2. DNS and Network Validation

Service names resolve correctly
Inter-node connectivity works

# DNS resolution test
docker exec rustfs-node1 nslookup rustfs-node2
docker exec rustfs-node1 nslookup rustfs-node3
docker exec rustfs-node1 nslookup rustfs-node4

# Connectivity test (using nc if available)
docker exec rustfs-node1 nc -zv rustfs-node2 9000
docker exec rustfs-node1 nc -zv rustfs-node3 9000
docker exec rustfs-node1 nc -zv rustfs-node4 9000

# Or using telnet/curl
docker exec rustfs-node1 curl -v http://rustfs-node2:9000/health

3. Volume Configuration Validation

RUSTFS_VOLUMES environment variable is correct
All 16 endpoints are configured (4 nodes × 4 drives)
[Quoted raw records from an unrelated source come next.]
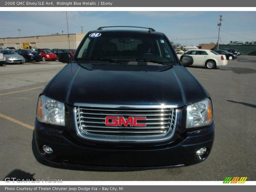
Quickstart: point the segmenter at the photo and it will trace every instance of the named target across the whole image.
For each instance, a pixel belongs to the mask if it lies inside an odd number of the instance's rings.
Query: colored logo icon
[[[244,183],[247,177],[227,177],[223,181],[223,183]]]

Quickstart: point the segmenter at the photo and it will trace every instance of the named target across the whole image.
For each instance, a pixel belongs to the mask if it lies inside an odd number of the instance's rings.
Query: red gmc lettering
[[[133,126],[133,119],[132,117],[128,117],[127,119],[127,121],[125,122],[125,120],[124,118],[122,117],[119,117],[119,121],[118,121],[118,125],[119,126],[122,126],[122,123],[124,124],[124,125],[125,127],[127,127],[128,125],[130,124],[130,127],[132,127]]]
[[[146,120],[146,117],[128,117],[127,120],[123,117],[107,116],[105,118],[105,124],[108,126],[122,126],[125,127],[129,125],[130,127],[146,127],[146,124],[140,124],[137,123],[138,120]]]
[[[108,126],[117,126],[118,124],[118,119],[117,117],[107,117],[105,118],[105,124]],[[111,123],[108,122],[109,119],[112,120]]]

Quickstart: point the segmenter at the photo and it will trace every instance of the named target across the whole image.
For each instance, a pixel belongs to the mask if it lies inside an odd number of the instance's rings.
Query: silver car
[[[22,62],[24,62],[24,58],[23,56],[17,54],[12,50],[0,49],[0,53],[4,55],[6,62],[7,63],[22,63]]]

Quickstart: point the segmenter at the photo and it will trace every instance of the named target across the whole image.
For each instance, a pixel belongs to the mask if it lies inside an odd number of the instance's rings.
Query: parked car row
[[[205,67],[209,69],[226,65],[228,63],[226,56],[207,49],[192,49],[177,55],[180,59],[183,55],[191,56],[194,60],[192,66]]]
[[[1,54],[0,65],[5,63],[26,63],[30,61],[55,61],[58,56],[61,52],[70,53],[71,57],[75,54],[76,49],[19,49],[15,50],[14,47],[7,47],[5,49],[0,49]]]

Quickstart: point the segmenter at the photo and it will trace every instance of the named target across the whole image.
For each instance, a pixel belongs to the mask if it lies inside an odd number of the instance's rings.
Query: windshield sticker
[[[100,33],[93,33],[90,34],[89,36],[90,37],[98,37],[101,35],[101,34]]]

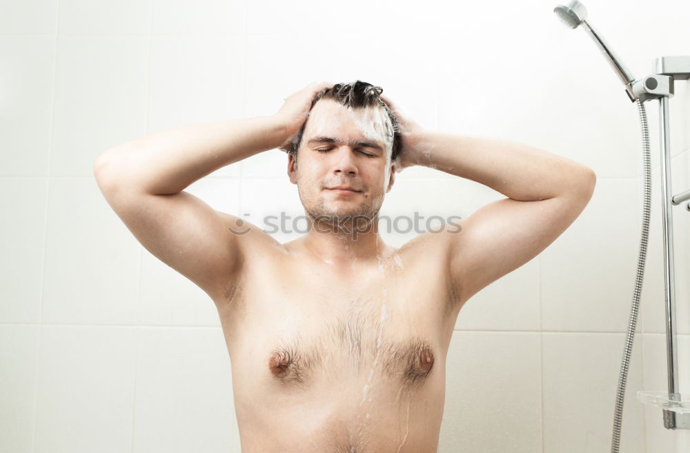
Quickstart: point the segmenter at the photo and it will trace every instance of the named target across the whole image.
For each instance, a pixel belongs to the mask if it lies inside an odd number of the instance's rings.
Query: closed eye
[[[317,151],[322,153],[326,153],[328,152],[328,151],[331,151],[332,149],[333,148],[322,148],[321,150],[317,150]],[[360,152],[362,152],[362,154],[364,154],[367,157],[376,157],[376,154],[370,154],[369,153],[364,152],[364,151],[360,151]]]

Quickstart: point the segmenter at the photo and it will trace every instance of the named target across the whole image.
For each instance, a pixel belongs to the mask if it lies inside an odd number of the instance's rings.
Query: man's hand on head
[[[293,137],[309,117],[311,103],[316,95],[334,85],[329,81],[312,82],[285,99],[283,106],[273,114],[284,125],[286,135],[286,141],[279,149],[286,152],[292,150]]]
[[[396,172],[413,165],[420,165],[422,162],[424,150],[420,149],[420,139],[424,134],[424,128],[415,123],[402,108],[393,103],[383,94],[379,97],[397,119],[400,131],[400,149],[395,158]]]

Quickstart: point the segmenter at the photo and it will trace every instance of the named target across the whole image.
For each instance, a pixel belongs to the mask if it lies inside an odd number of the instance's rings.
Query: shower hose
[[[649,131],[647,128],[647,112],[642,101],[636,101],[640,111],[640,121],[642,128],[642,146],[644,161],[644,205],[642,208],[642,234],[640,241],[640,254],[638,257],[638,272],[635,280],[635,293],[633,294],[633,305],[630,309],[630,320],[628,321],[628,332],[625,335],[625,348],[623,359],[620,364],[620,374],[618,376],[618,389],[615,394],[615,410],[613,414],[613,434],[611,438],[611,452],[618,453],[620,443],[620,424],[623,418],[623,398],[625,396],[625,383],[628,380],[628,365],[630,363],[630,353],[635,339],[635,326],[638,323],[638,310],[640,308],[640,294],[642,292],[642,279],[644,276],[644,260],[647,258],[647,238],[649,235],[650,206],[651,204],[651,162],[649,157]]]

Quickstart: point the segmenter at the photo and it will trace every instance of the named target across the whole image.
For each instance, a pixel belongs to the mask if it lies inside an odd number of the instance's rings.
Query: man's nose
[[[336,173],[356,174],[357,172],[357,163],[355,161],[354,152],[346,146],[338,150],[334,170]]]

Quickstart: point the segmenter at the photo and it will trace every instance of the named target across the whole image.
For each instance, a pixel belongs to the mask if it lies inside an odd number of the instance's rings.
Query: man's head
[[[357,81],[315,98],[288,161],[290,181],[311,217],[371,219],[378,212],[395,181],[400,143],[397,120],[379,97],[382,91]]]

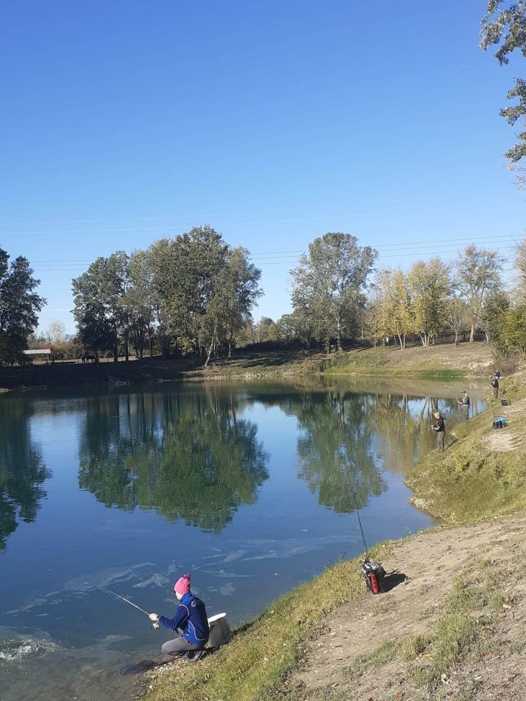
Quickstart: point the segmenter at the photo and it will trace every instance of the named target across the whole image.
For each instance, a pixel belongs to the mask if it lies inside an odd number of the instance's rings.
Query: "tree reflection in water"
[[[318,491],[321,504],[337,512],[355,510],[352,489],[363,508],[386,488],[372,457],[365,409],[362,396],[335,390],[305,397],[298,407],[298,477]]]
[[[107,506],[156,509],[219,533],[269,477],[257,433],[224,393],[93,397],[79,485]]]
[[[22,399],[0,401],[0,550],[20,521],[34,521],[46,498],[50,474],[32,439],[32,407]]]

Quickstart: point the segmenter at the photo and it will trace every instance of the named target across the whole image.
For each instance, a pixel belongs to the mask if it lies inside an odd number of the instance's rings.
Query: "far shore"
[[[32,365],[0,368],[0,391],[52,389],[63,387],[110,386],[173,381],[211,381],[254,380],[280,376],[327,374],[332,376],[411,376],[454,379],[483,377],[494,366],[492,349],[477,341],[393,348],[353,348],[340,353],[319,350],[241,349],[231,358],[215,360],[203,368],[190,358],[148,358],[119,362],[82,364],[76,361],[54,365]]]

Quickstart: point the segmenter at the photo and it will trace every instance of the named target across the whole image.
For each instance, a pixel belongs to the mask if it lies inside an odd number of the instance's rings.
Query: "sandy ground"
[[[513,646],[517,641],[526,642],[526,580],[503,583],[513,597],[513,607],[499,614],[492,633],[494,654],[476,662],[466,660],[432,695],[407,683],[400,660],[358,679],[349,670],[356,655],[381,643],[401,643],[425,632],[459,573],[482,558],[501,562],[520,557],[525,536],[526,518],[521,517],[422,533],[404,541],[382,564],[388,573],[405,574],[405,580],[387,593],[365,595],[328,615],[324,634],[305,651],[299,671],[288,680],[289,688],[304,690],[309,700],[526,698],[526,651]]]

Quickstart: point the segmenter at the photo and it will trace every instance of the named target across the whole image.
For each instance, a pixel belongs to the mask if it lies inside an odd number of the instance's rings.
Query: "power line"
[[[407,198],[391,198],[385,200],[375,200],[373,202],[361,202],[359,203],[360,207],[367,207],[370,205],[377,205],[382,204],[388,202],[419,202],[424,200],[436,200],[440,197],[439,195],[427,195],[423,197],[407,197]],[[156,215],[155,217],[120,217],[119,219],[65,219],[63,221],[54,221],[54,222],[0,222],[0,226],[51,226],[54,224],[105,224],[110,223],[112,222],[152,222],[161,219],[203,219],[207,217],[238,217],[241,215],[254,215],[254,214],[274,214],[276,212],[302,212],[305,210],[310,209],[323,209],[326,207],[334,207],[332,205],[307,205],[305,207],[286,207],[280,209],[274,210],[248,210],[241,212],[224,212],[220,214],[206,214],[206,215]],[[356,206],[356,203],[340,203],[337,205],[338,207],[355,207]]]

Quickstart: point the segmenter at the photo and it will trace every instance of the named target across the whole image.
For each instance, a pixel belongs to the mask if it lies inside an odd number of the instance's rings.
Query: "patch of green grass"
[[[405,662],[414,660],[419,655],[422,655],[431,641],[431,637],[429,633],[414,635],[412,638],[405,640],[402,644],[400,656]]]
[[[372,557],[385,557],[389,545]],[[198,665],[181,665],[150,680],[147,701],[260,701],[296,666],[304,644],[319,635],[323,618],[359,598],[365,585],[358,559],[338,563],[278,599],[231,643]]]
[[[524,377],[508,382],[514,401],[526,395]],[[525,453],[487,450],[492,423],[491,410],[459,423],[455,442],[443,454],[429,454],[409,475],[407,484],[433,515],[451,524],[469,523],[526,508]],[[526,412],[515,414],[502,430],[523,435]]]

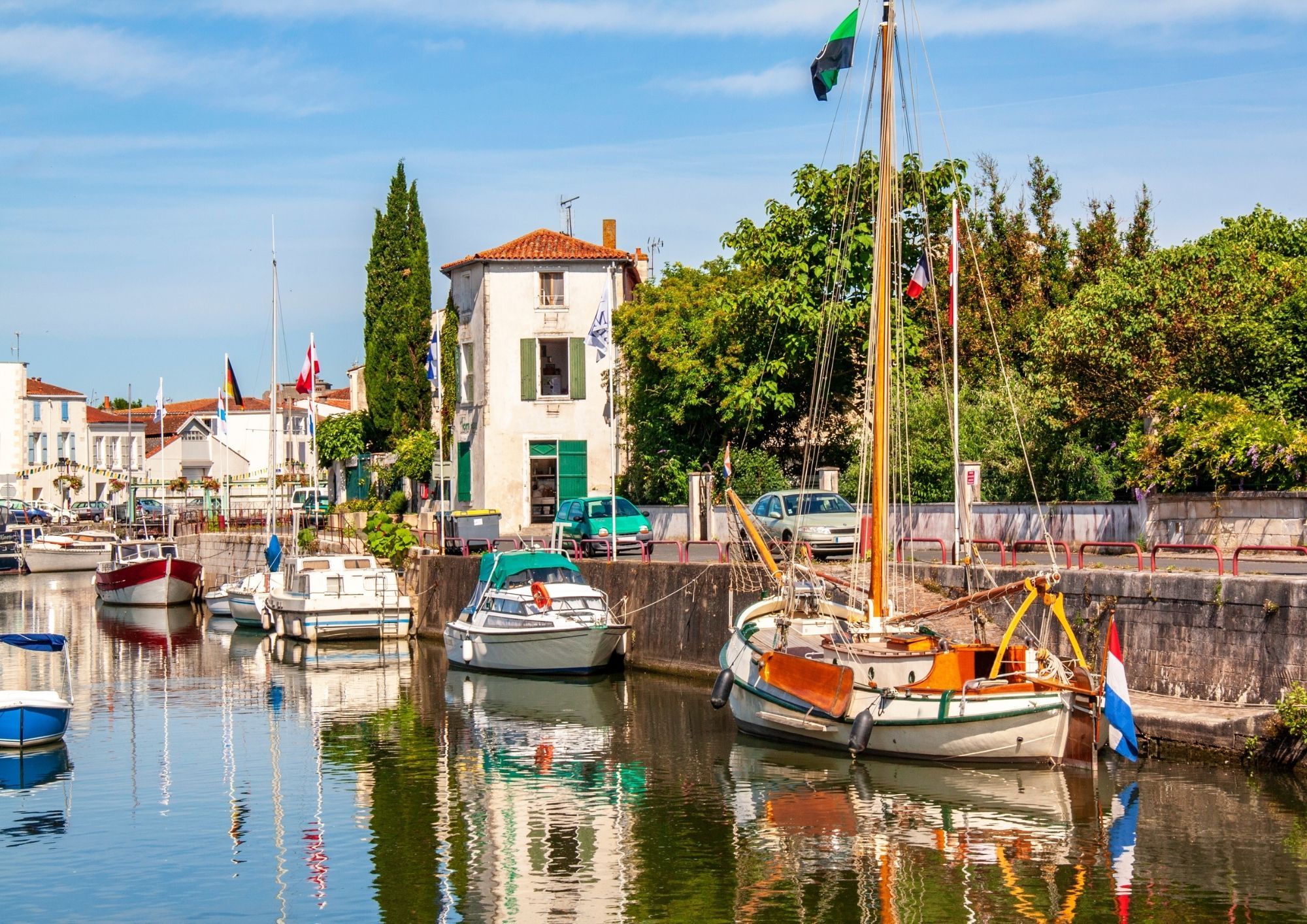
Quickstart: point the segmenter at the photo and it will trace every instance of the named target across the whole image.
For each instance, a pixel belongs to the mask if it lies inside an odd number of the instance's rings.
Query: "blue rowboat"
[[[68,665],[68,639],[54,633],[14,633],[0,642],[26,651],[64,652],[68,698],[54,690],[0,690],[0,748],[31,748],[59,741],[68,731],[72,712],[72,670]]]

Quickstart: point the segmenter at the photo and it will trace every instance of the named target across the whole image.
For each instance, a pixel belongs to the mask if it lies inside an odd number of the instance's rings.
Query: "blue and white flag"
[[[444,406],[444,383],[440,380],[440,322],[431,316],[431,344],[426,348],[426,380],[435,383],[435,397]]]
[[[604,294],[599,297],[599,310],[595,312],[595,320],[589,325],[589,333],[586,335],[586,344],[599,350],[599,359],[603,359],[608,353],[610,328],[612,318],[609,316],[608,286],[605,285]]]
[[[1125,684],[1125,663],[1121,660],[1121,639],[1116,635],[1115,618],[1107,621],[1107,678],[1103,686],[1107,744],[1128,761],[1137,761],[1140,746],[1134,737],[1134,712],[1131,711],[1131,689]]]
[[[1116,893],[1116,920],[1131,917],[1131,885],[1134,878],[1134,838],[1140,823],[1140,784],[1131,783],[1112,797],[1112,826],[1107,847],[1112,852],[1112,890]]]

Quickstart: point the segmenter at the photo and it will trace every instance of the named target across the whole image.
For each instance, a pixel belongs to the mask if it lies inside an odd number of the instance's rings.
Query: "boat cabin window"
[[[538,580],[541,584],[584,584],[579,571],[565,567],[528,569],[511,574],[503,580],[505,587],[525,587]]]
[[[799,514],[799,494],[789,494],[786,497],[786,515],[795,516]],[[814,494],[804,494],[804,514],[852,514],[853,508],[848,506],[848,501],[842,498],[839,494],[830,494],[826,491],[818,491]]]

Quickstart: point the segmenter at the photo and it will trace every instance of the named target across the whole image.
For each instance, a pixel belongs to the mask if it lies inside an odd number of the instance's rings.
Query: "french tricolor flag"
[[[1103,694],[1103,716],[1107,719],[1107,744],[1129,761],[1140,758],[1134,738],[1134,712],[1131,711],[1131,689],[1125,684],[1125,663],[1121,660],[1121,639],[1116,634],[1116,619],[1107,621],[1107,682]]]
[[[921,259],[916,261],[916,269],[912,271],[912,278],[907,281],[907,297],[916,298],[925,291],[928,285],[931,285],[931,264],[925,261],[925,254],[923,254]]]

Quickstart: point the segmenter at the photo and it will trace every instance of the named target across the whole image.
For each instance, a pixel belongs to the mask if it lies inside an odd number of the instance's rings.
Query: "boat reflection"
[[[72,762],[58,741],[0,753],[0,839],[25,844],[64,834],[72,808]]]
[[[204,640],[200,618],[190,605],[127,606],[95,602],[95,614],[112,639],[146,648],[182,648]]]
[[[861,920],[929,920],[924,877],[959,917],[1072,920],[1090,878],[1108,876],[1106,775],[855,763],[741,738],[720,784],[740,860],[763,870],[741,889],[737,920],[774,912],[783,883],[847,889]]]
[[[553,681],[451,668],[444,843],[468,839],[484,874],[460,898],[468,919],[618,917],[634,873],[638,762],[613,755],[621,682]]]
# Check environment variable
docker exec rustfs-node1 env | grep RUSTFS_VOLUMES

# Expected output:
# RUSTFS_VOLUMES=http://rustfs-node{1...4}:9000/data/rustfs{1...4}

4. Cluster Functionality

Can list buckets via API
Can create a bucket
Can upload an object
Can download an object

# Configure AWS CLI or s3cmd
export AWS_ACCESS_KEY_ID=rustfsadmin
export AWS_SECRET_ACCESS_KEY=rustfsadmin

# Using AWS CLI (if installed)
aws --endpoint-url http://localhost:9000 s3 mb s3://test-bucket
aws --endpoint-url http://localhost:9000 s3 ls
echo "test content" > test.txt
aws --endpoint-url http://localhost:9000 s3 cp test.txt s3://test-bucket/
aws --endpoint-url http://localhost:9000 s3 ls s3://test-bucket/
aws --endpoint-url http://localhost:9000 s3 cp s3://test-bucket/test.txt downloaded.txt
cat downloaded.txt

# Or using curl
curl -X PUT http://localhost:9000/test-bucket \
  -H "Host: localhost:9000" \
  --user rustfsadmin:rustfsadmin

5. Healthcheck Verification

Docker reports all services as healthy
Healthcheck scripts work in containers

# Check Docker health status
docker inspect rustfs-node1 --format='{{.State.Health.Status}}'
docker inspect rustfs-node2 --format='{{.State.Health.Status}}'
docker inspect rustfs-node3 --format='{{.State.Health.Status}}'
docker inspect rustfs-node4 --format='{{.State.Health.Status}}'

# All should return "healthy"

# Test healthcheck command manually
docker exec rustfs-node1 nc -z localhost 9000
echo $?  # Should be 0

Troubleshooting Checks

If VolumeNotFound Error Occurs

Verify volume indexing starts at 1, not 0
Check that RUSTFS_VOLUMES matches mounted paths
Ensure all /data/rustfs{1..4} directories exist

# Check mounted volumes
docker inspect rustfs-node1 | jq '.[].Mounts'

# Verify directories in container
docker exec rustfs-node1 ls -la /data/

If Healthcheck Fails

Check if nc is available in the image
Try alternative healthcheck (curl/wget)
Increase start_period in docker-compose.yml

# Check if nc is available
docker exec rustfs-node1 which nc

# Test healthcheck manually
docker exec rustfs-node1 nc -z localhost 9000

# Check logs for errors
docker-compose logs rustfs-node1 | grep -i error

If Startup Takes Too Long

Check peer discovery timeout in logs
Verify network connectivity between nodes
Consider increasing timeout in wait-and-start.sh

# Check startup logs
docker-compose logs rustfs-node1 | grep -i "waiting\|peer\|timeout"

# Check network
docker network inspect mnmd_rustfs-mnmd

If Containers Crash or Restart

Review container logs
Check resource usage (CPU/Memory)
Verify no port conflicts

# View last crash logs
docker-compose logs --tail=100 rustfs-node1

# Check resource usage
docker stats --no-stream

# Check restart count
docker-compose ps

Cleanup Checklist

When done testing:

Stop the cluster: docker-compose down
Remove volumes (optional, destroys data): docker-compose down -v
Clean up dangling images: docker image prune
Verify ports are released: netstat -tuln | grep -E ':(9000|9001|9010|9011|9020|9021|9030|9031)'

Production Deployment Additional Checks

Before deploying to production:

Change default credentials (RUSTFS_ACCESS_KEY, RUSTFS_SECRET_KEY)
Configure TLS certificates
Set up proper logging and monitoring
Configure backups for volumes
Review and adjust resource limits
Set up external load balancer (if needed)
Document disaster recovery procedures
Test failover scenarios
Verify data persistence after container restart

Summary

This checklist ensures:

✓ Correct disk indexing (1..4 instead of 0..3)
✓ Proper startup coordination via wait-and-start.sh
✓ Service discovery via Docker service names
✓ Health checks function correctly
✓ All 16 endpoints (4 nodes × 4 drives) are operational
✓ No VolumeNotFound errors occur

For more details, see README.md in this directory.